Beach asserts that the trial court did not order disclosure of the records, but only that there be an in camera review of any record, which County claims is exempt from disclosure. Thus, he claims that writ review is not provided for under Government Code section 6259, subdivision (c). However, his petition prays for the issuance of a peremptory writ of mandate directing disclosure as well an in camera review of any records County claims are exempt. The superior court granted the petition for writ of mandate without qualification and vacated the status hearing date. It has set no date for in camera review or, indeed, any future action save for the destruction of records in 2019. Even if the trial courts grant was limited, it was error for it to act on the petition without providing County due process as discussed above.



DISPOSITION



Let a peremptory writ of mandate issue directing the Superior Court of Riverside County to set aside its order granting a peremptory writ of mandate and to consider the petition in accordance with the principles of due process outlined in this order.

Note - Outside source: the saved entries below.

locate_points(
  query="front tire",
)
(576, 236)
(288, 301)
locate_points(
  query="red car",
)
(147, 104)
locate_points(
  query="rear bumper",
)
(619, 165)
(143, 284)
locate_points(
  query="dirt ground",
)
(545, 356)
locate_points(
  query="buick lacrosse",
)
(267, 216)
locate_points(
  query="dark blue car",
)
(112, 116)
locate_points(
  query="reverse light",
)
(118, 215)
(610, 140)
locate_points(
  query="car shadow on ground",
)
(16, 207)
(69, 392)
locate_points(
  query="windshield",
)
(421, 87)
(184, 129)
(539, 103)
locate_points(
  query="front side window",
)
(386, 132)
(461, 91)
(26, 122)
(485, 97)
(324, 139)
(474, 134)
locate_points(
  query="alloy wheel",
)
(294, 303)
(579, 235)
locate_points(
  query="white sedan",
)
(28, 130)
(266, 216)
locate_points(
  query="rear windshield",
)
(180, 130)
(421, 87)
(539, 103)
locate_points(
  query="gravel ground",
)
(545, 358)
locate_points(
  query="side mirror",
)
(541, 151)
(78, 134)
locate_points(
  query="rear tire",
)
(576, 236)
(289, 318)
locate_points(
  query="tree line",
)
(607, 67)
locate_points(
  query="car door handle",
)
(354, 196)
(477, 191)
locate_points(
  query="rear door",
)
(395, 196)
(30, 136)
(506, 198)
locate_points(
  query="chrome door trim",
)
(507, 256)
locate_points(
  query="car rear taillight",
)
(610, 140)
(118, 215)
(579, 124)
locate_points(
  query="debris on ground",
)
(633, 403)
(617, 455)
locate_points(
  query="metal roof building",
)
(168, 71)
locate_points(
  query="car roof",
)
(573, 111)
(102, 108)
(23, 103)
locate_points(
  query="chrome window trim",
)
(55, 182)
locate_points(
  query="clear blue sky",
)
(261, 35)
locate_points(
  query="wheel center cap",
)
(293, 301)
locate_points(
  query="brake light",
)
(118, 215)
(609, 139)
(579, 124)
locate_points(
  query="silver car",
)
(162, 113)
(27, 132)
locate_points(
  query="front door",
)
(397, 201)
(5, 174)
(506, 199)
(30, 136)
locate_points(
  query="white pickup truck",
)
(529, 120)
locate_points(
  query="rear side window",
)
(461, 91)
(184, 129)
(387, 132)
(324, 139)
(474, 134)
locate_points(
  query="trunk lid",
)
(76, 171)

Petitioner is directed to prepare and have the peremptory writ of mandate issued, copies served, and the original filed with the clerk of this court, together with proof of service on all parties.



Each party to bear their own costs.



NOT TO BE PUBLISHED IN OFFICIAL REPORTS



McKINSTER



J.



We concur:



RAMIREZ



P. J.



MILLER



J.



Publication courtesy of California free legal advice.



Analysis and review provided by Carlsbad Property line attorney.



San Diego Case Information provided by www.fearnotlaw.com







[1] When the application to the court is made without notice to the adverse party, and the writ is allowed, the alternative must be first issued; but if the application is upon due notice and with the writ is allowed, the peremptory may be issued in the first instance. With the alternative writ and also with any notice of intention to appear for the writ, there must be served on each person against whom the writ is sought a copy of the petition. The notice of the application, when given, must be at least ten days. The writ cannot be granted by default. The case must be heard by the court, whether the adverse party appears or not. (Code Civ. Proc.,  1088.)





Description In this matter we have determined that the superior court erred in granting a peremptory writ of mandate without affording the County of Riverside (County) due process. Accordingly, after reviewing Countys petition and the opposition, we grant Countys petition for writ of mandate. Because theresolution of the matter involves the application of settled principles of law, issuance of a peremptory writ in the first instance is appropriate. (Palma v. U.S. Industrial Fasteners, Inc. (1984) 36 Cal.3d 171, 178.)